第75話 カレン履物屋

 昼食時にそれまで何をしていたのか聞かれたが、チョーマを編んでいたと答えた。間違いではない。子どもたちが萎縮しないようにしたとも言ったが、内心はいろいろ作った履き物を後で全部見せたいからだ。


 素知らぬ顔をして昼食後に元の場所に戻る。次に作るのはぞうりだ。これも基本的にわらじと同じような作り方なので、わらじと同じか少し早いくらいで作ることが出来る。

 このカレンの足では鼻緒を体験したことがないので、きっとすぐに鼻緒擦れができるだろうなと思いながら鼻緒を取り付ける。
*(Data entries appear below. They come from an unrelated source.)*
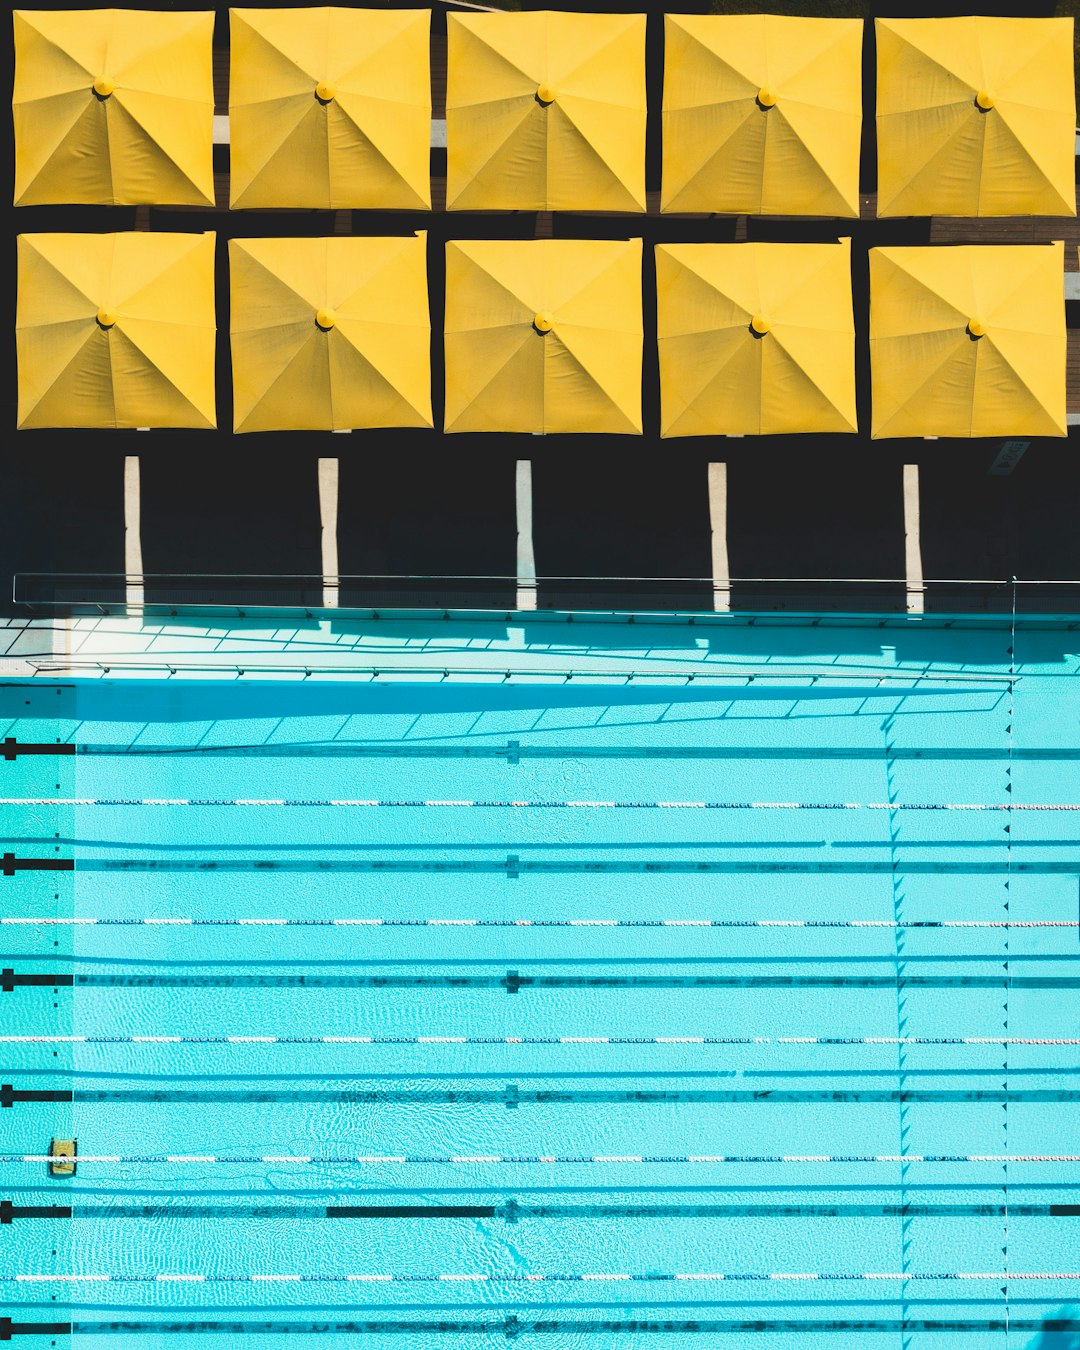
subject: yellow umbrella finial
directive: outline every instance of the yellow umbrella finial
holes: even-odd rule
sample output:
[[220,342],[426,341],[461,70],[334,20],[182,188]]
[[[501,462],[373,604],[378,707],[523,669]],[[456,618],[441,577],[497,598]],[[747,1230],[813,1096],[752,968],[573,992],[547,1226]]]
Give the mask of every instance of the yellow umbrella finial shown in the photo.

つま先から編み鼻緒の端を底面に取り付けながら編み上げる。

 出来上がったぞうりを履くとやはり鼻緒の部分が痛いが、この痛さも懐かしいと感じる。


 そしてふと思った。畑仕事をし、モルタルを練り上げ左官工事までし、わらじやぞうりを作っている姫などこの宇宙中にいるだろうかと。いるのかもしれないが、さすがにどの姫も左官工事はしないだろう。全てが楽しいので不満はないが、みんなが想像する一般的な姫のようにもっと優雅で名前のように可憐なこともするべきではないのかと……。

 しばし呆然と考えていた私は閃いた。善は急げである。


 材木置き場の焚き木用の枝の中から、堅くて丈夫で持ちやすい物を選んで持って来た。それを小刀で削る。鉛筆も小刀で削っていたし、図工は得意だったので造作も無い。先を丸く加工し一部に溝を彫り、急ごしらえのかぎ針を作った。

 編み物は棒針編みという二本の棒を使う編み方と、かぎ針編みという一本の棒を使うものとがある。どちらも得意だが、細かい物を作る時は好んでかぎ針編みをしていた。

 美樹の家は冬の暖房代節約の為に、家の中でも暖かい服装をしなければならなかった。特に冬場は足が冷え、その対策に百均やアウトレットで激安の毛糸を買ってきてルームシューズを編んでいた。それを思い出したのだ。

 悲しい過去だが、編み物なんて優雅で姫らしいじゃないと自分に言い聞かせる。


 編み方は様々な種類があるが、今回はシンプルな物を作ろうと思う。模様を入れたりすると時間がかかるので、同じ編み方だけを繰り返して時間短縮を図る。

 一度縄をほぐして半分ほどの太さの糸にし、作り目をして長編みと鎖編みを繰り返し、つま先側から編んでいく。編まれた物が筒状になるように編み、足にあてがい足の甲の半分くらいまで編んだのを確認したら底面部分だけを編んでいく。ある程度編んだら底面側を地面に置き、サイズを確認したらかかとを縫い合わせる。素材のせいかルームシューズというよりはフットカバーのようだが出来はいい。そして同じ物を編み上げ、これで一足が完成した。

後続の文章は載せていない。